A potential solution under recent investigation is heart-type fatty acid binding protein (H-FABP), a small cytoplasmic protein that serves as the chief transporter of long-chain fatty acids in cardiomyocytes. H-FABP is abundantly found in cardiomyocytes, but it is also less commonly seen in skeletal muscle, the distal tubules of the kidney, and the brain. Following myocardial necrosis, H-FABP is quickly released into the circulation and can be detected within an hour. It usually peaks within 4 hours and is generally undetectable after 24-36 hours. Notably, this release and kinetics pattern is similar to that of myoglobin, but H-FABP’s specificity for cardiac muscle is significantly higher than that of myoglobin, making it the more specific cardiac biomarker.2
Several clinical studies suggest that H-FABP is superior to troponin in the early detection of myocardial necrosis. A 2003 study of 371 consecutive ER patients presenting with chest pain, in which 37 of 68 patients arriving within 2 hours of symptom onset had a diagnosis of myocardial infarction (MI), showed that H-FABP sensitivity/specificity was 89%/52% (H-FABP cutoff of 7 ng/ml) in comparison to troponin-T (Tn-T) sensitivity/specificity of 22%/94% (Tn-T cutoff not reported). Both H-FABP’s higher sensitivity and Tn-T’s higher specificity were statistically significant.2 A similarly designed 2008 multicenter study of 419 ER patients with suspected ACS presenting within 3 hours of symptom onset demonstrated that of the 148 patients diagnosed with MI, H-FABP sensitivity/specificity was 60%/88% (H-FABP cutoff of 6.2 ng/ml) whereas Tn-T sensitivity/specificity was 19%/99% (Tn-T cutoff not reported). H-FABP’s higher sensitivity was again statistically significant, but Tn-T’s higher specificity was not.3 Other similar studies in the literature corroborate these findings.
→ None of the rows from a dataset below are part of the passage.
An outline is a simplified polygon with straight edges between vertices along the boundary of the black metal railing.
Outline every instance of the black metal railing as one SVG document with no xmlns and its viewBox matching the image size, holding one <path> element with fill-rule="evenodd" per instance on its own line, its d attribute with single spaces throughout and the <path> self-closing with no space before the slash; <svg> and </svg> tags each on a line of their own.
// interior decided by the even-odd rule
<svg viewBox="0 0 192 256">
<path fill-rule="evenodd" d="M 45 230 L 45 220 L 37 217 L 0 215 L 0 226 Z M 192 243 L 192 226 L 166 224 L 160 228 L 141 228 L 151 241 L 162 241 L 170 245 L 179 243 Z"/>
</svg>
H-FABP appears to be a more effective cardiac biomarker than troponin in early detection of ACS. Notwithstanding these encouraging preliminary data, further multicenter studies must be conducted using standardized H-FABP and troponin assays before H-FABP can be seriously considered as a clinical tool for the early diagnosis of ACS.
Rushi Parikh is a 4th year medical student at NYU School of Medicine.
Peer reviewed by Adam Skolnick MD
References
1. Anderson JL, Adams CD, Antman EM, et al. ACC/AHA 2007 guidelines for the management of patients with unstable angina/non-ST-elevation myocardial infarction: a report of the American College of Cardiology/American Heart Association Task Force on Practice Guidelines. J Am Coll Cardiol. 2007;50:e1-e157. (http://www.acc.org/qualityandscience/clinical/topic.htm)
2. Seino, Y, Ogata K, Takano T, et al. Use of a whole blood rapid panel test for heart-type fatty acid-binding protein in patients with acute chest pain: comparison with rapid troponin T and myoglobin tests. Am J Med. 2003;115(3):185-190.
3. Valle H, Riesgo LG, Bel MS, Gonzalo PE, Sanchez MS, Oliva LI. Clinical assessment of heart-type fatty acid binding protein in early diagnosis of acute coronary syndrome. Eur J Emerg Med. 2008;15(3):140-144.